Millî Gazete'de görev yaptığım dönemde İstanbul'dan İzmir'e 1998 yılında tayin olduğumda, rahmetli Hamza Aras Abimizle Alsancak'taki mütevazı avukatlık bürosunda Reşat Yazak Abimize yaptığımız o ilk ziyaret, aynı zamanda gönül bağlarımızın da ebediyete kadar sürecek olan başlangıcı oldu...
Millî Görüş'ün İzmir'deki öncü ve kararlı isimlerinden olan Reşat Abimiz, o dönemde Fazilet Partisi'nin en ateşli ve aktif İzmir İl Yönetim Kurulu üyelerinden biriydi...
Bu kutlu davaya, hayat arkadaşı, saygıdeğer eşi Beste Hanım'la birlikte tüm benlikleriyle baş koymuşlardı...
Aramızda belirgin bir yaş farkı olmasına rağmen, biz ona her zaman en içten bir sevgi ve saygıyla "Reşat Abi" deriz...

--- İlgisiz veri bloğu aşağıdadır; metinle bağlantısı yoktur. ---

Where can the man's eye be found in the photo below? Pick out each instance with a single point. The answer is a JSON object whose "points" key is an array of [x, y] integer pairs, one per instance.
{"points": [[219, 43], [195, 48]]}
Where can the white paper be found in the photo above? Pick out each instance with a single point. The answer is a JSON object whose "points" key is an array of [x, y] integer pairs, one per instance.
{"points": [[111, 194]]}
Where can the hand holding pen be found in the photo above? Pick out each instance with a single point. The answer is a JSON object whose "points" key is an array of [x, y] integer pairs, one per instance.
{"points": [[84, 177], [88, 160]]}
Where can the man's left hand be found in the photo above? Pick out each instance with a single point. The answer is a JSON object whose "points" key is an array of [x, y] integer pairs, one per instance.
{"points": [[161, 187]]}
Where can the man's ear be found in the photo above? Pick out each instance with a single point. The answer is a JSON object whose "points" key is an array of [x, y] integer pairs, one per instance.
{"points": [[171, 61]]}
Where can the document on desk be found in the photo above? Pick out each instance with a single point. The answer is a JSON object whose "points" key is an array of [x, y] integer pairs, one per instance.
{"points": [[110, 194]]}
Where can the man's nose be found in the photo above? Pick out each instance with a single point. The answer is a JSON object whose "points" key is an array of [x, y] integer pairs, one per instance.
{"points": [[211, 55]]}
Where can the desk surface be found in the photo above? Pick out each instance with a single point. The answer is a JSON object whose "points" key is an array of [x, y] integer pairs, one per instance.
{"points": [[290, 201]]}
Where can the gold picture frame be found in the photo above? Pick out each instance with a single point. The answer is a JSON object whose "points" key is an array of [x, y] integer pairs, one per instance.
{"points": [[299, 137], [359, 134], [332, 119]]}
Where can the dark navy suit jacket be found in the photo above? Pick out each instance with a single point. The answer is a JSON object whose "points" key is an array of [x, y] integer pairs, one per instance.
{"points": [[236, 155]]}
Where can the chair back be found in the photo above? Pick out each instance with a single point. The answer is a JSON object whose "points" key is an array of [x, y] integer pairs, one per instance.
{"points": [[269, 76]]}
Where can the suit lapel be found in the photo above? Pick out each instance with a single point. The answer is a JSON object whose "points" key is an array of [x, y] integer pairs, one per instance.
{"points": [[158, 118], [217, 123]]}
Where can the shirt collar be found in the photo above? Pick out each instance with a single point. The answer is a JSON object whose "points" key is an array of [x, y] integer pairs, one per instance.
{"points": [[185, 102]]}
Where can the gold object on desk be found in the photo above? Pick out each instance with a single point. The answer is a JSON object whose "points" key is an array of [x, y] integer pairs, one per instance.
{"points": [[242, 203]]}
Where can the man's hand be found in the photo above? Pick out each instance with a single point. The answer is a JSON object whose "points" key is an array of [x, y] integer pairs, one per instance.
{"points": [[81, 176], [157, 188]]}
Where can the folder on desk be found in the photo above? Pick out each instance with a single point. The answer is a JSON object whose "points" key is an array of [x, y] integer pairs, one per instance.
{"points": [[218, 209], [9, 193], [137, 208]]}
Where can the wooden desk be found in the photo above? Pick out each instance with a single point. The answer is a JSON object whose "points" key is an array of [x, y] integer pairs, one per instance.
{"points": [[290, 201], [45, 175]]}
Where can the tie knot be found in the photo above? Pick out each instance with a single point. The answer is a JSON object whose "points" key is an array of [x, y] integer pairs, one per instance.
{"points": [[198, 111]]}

Çünkü o, sadece bir hukukçu değil; aynı zamanda inandığı dava uğruna mücadele eden bir dava adamı, yolumuzu aydınlatan bir ağabey, zor zamanlarımızda sığınılacak güvenli bir limandır...
Başımız ne zaman sıkışsa, gönül rahatlığıyla kapısını çalıp başvurabileceğimiz bilge bir büyüğümüzdür...
Asıl mesleği avukatlık olsa da, gazetecilikte de güçlü bir ortak bağımız vardır. Hukuk Fakültesi eğitiminin yanı sıra lisans düzeyinde aldığı basın-yayın eğitimi ve Anadolu Ajansı'nda üstlendiği Yönetim Kurulu Üyeliği görevi, hem dava, hem hukuk, hem de basın yolculuğumuzun kesiştiği anlamlı noktalar aramızdaki bu gönül bağını daha da perçinlemiştir...
***
9 Mayıs 2025 mübarek Cuma günü namaz öncesi dualarla gerçekleşen bu anlamlı açılışa değerli gazeteci dostlarımız Ahmet Kaplan, Necdet Ergül ve vefakâr büyüğümüz Cengiz Çoban Abi'yle katılarak Reşat Abimizi bu anlamlı ve sevinçli gününde yalnız bırakmadık...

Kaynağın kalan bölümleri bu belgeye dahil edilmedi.